Honeyland is a stunning epic documentary drama, released on July 26 2019. This 85-minute documentary provides us with a glimpse into a forgotten world. It is filmed in an ancient Turkish vernacular with English subtitles, and has won 12 prizes so far, including three from the Sundance Institute.

This 2:09 minute long official trailer is a must see, as is the documentary itself. If you love bees, this documentary captures the primal cry of nature and the bees, helping us to understand we simply must respect our natural world, while we still can.

 

 

Deep in a forgotten mountain area in the Balkans of North Macedonia, Hatidze Muratova lives in a small village with no running water, no electricity or roads. She lives with and cares for her mother, who is ailing. Hatidze is the last female wild beekeeper of a Macedonian line of wild beekeepers in Europe. She uses ancient beekeeping traditions and secret chants as she tends to her bees without wearing much in the line of protective clothing. Selling small amounts of honey at the closest city, four hours walk away from her village, keeps Hatidze and her mother going but she is barely eking out a living.

Her quiet life is turned to turmoil when a nomadic itinerant family arrives to live close by with seven undisciplined children, a large herd of cattle and loud engines. Hatidze open-heartedly offers beekeeping advice, and even shares her special brandy. 

Soon, the itinerant family patriarch, Hussein, sees a chance to sell his own honey. With nowhere to graze his cattle and many mouths to feed he embarks on a quest for profit, throwing Hatidze’s wise advice to the winds. Hussein breaks the basic rules of Honeyland. His actions cause a conflict with Hatidze and highlight the base tensions between sustainability and exploitation. Hatidze must save the bees. Only this can restore natural balance.

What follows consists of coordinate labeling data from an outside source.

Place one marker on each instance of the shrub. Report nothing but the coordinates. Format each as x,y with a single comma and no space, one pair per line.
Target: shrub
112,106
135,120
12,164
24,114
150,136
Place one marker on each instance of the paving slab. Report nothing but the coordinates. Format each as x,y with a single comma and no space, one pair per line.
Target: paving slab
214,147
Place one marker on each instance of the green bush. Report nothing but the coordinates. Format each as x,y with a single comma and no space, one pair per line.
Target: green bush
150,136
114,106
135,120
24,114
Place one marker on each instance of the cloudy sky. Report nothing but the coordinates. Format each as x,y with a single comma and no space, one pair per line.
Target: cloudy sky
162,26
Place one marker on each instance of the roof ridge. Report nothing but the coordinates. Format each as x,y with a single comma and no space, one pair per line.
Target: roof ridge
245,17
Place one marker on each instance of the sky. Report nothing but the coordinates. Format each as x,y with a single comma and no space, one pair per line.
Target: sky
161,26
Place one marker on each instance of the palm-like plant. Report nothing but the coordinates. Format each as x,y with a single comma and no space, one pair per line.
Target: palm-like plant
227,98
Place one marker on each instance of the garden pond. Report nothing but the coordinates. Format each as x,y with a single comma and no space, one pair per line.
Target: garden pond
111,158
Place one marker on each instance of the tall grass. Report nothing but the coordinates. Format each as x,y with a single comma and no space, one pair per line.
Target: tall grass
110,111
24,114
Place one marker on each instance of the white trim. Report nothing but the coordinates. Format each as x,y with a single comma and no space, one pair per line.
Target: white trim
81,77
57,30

When Hatidze’s means of survival is threatened and natural order is breached, we reflect on the consequences of abusing the delicate balance between nature and humanity. Hatidze is a magical and resilient woman, determined to uphold a disappearing way of life.

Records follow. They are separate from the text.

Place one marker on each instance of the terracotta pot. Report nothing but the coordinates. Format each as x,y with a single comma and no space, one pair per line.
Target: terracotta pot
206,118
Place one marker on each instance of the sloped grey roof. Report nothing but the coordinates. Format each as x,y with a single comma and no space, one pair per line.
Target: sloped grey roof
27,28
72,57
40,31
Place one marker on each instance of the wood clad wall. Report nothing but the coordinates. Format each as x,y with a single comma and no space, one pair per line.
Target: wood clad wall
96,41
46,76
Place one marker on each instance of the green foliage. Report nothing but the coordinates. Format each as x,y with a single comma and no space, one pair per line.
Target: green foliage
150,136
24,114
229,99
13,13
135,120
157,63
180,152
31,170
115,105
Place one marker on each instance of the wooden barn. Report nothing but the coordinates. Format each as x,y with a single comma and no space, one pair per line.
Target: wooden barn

It took three years for a dedicated skeleton crew of filmmakers to shoot Honeyland. The docu-drama was made with the widescreen sweep of an epic. The intimate collaboration between filmmakers and the subjects reveals the depths of the characters, intense verbal exchanges and unexpected humor.

This is the second project co-directors Ljubomir Stefanov and Tamara Kotevska have worked on together. These amazing people with beautiful big hearts used the funds they won as a film competition prize to buy a home for Hatidze in a village near her relatives so she could move there after her mother passed away. We look forward to them making many more magnificent and provocative epic documentaries in the future.